Leadership

Old Habits Die Hard, When Leadership Behavior Doesn’t Match Leadership Intent  

Avatar photo By Ricky Banks Updated on June 29th, 2026

Old Habits Die Hard, When Leadership Behavior Doesn’t Match Leadership Intent  

A tale as old as time, a company launches a new initiative.  There’s energy, excitement, a townhall meeting and possibly a slide deck.  If you’re lucky there’s training and structure to follow.  

The message is clear and concise; “This time we’re serious, this our focus for Twenty Twenty-Name your Year!”  Yet six months later, the organization quietly drifts back to old habits, the confetti is swept away and the strobe lights boxed up for the next big launch. 

Why do we keep going around this same change management mountain? 

It is rarely because people are resistant, or the strategy was flawed.  It’s almost never because the tools didn’t work.  Change stalls when leadership behavior doesn’t change!   

The Credibility Gap

When leaders say things like: “Continuous Improvement is a priority,” or “We need problem-solving at every level,” or “We want front line ownership,” but the leaders’ calendars, questions, and follow-up remain the same as pre-initiative days, people notice!

As leaders we must remember, people don’t follow announcements, they follow signals.  The strongest signal in any organization is what we as leaders consistently pay attention to.  

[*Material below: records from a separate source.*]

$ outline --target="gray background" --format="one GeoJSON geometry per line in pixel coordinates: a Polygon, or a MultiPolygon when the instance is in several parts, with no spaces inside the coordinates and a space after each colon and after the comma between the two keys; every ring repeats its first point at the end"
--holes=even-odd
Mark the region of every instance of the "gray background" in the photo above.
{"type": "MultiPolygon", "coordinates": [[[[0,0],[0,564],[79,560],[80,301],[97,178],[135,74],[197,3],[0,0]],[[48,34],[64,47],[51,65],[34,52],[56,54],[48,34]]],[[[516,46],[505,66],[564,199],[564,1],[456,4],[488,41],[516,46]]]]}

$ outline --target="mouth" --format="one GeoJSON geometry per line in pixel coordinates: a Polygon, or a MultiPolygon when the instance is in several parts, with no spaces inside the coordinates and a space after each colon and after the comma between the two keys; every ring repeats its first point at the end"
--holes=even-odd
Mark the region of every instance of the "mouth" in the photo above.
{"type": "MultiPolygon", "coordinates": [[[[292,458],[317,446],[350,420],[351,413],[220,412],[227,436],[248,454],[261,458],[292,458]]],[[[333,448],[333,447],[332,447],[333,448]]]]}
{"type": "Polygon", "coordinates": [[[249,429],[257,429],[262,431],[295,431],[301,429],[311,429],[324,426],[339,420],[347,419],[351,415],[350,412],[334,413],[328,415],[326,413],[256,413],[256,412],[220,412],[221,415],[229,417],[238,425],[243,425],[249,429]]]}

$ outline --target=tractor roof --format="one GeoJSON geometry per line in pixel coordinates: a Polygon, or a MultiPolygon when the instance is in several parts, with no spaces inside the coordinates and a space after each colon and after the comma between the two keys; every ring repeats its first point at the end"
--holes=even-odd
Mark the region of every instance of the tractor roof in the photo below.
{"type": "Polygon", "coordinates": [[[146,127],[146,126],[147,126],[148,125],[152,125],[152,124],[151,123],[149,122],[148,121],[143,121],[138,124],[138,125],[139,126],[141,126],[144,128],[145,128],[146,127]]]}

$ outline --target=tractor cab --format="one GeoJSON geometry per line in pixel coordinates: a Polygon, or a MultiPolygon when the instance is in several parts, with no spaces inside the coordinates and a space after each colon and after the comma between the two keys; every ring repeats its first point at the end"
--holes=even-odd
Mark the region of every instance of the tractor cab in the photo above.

  • If production numbers get more attention than improvement work
  • If firefighting gets more recognition than root cause analysis
  • If urgency overrides reflection every time 

The signal they are receiving is this; “Nothing has changed, old habits still rule the day!”

Why this happens

Most leaders genuinely want change, but we underestimate one critical truth: 

You cannot layer a new initiative on top of old leadership routines and expect different results.  Insert Albert Eintein quote here!  

As leaders, there are areas we must align and adjust: 

  • What we review. In a changed environment, our focus will be different. 
  • What we ask about.  If our new focus is instilling a culture of continuous improvement, only asking about production numbers will do nothing to change or advance the culture. 
  • What we reward. Rewards help drive behaviors, however is what we are rewarding driving the behavior we are looking for? 
  • How we spend our time.  Culture change requires that a leader spend time building habits that will support the desired change in the organization.  

Failure to make adjustments in these areas will result in the organization defaulting back to what it knows.  The culture does not revert because people are unwilling, but because the system hasn’t changed.  

The Hard Question for Change Leaders in any Organization

If your improvement effort is losing momentum, ask yourself: 

  1. Have leadership behaviors changed or just the messaging? 

Sustainable change doesn’t start with tools; it starts when leadership habits reflect stated priorities. Until the alignment exists, old habits won’t just linger, they’ll win.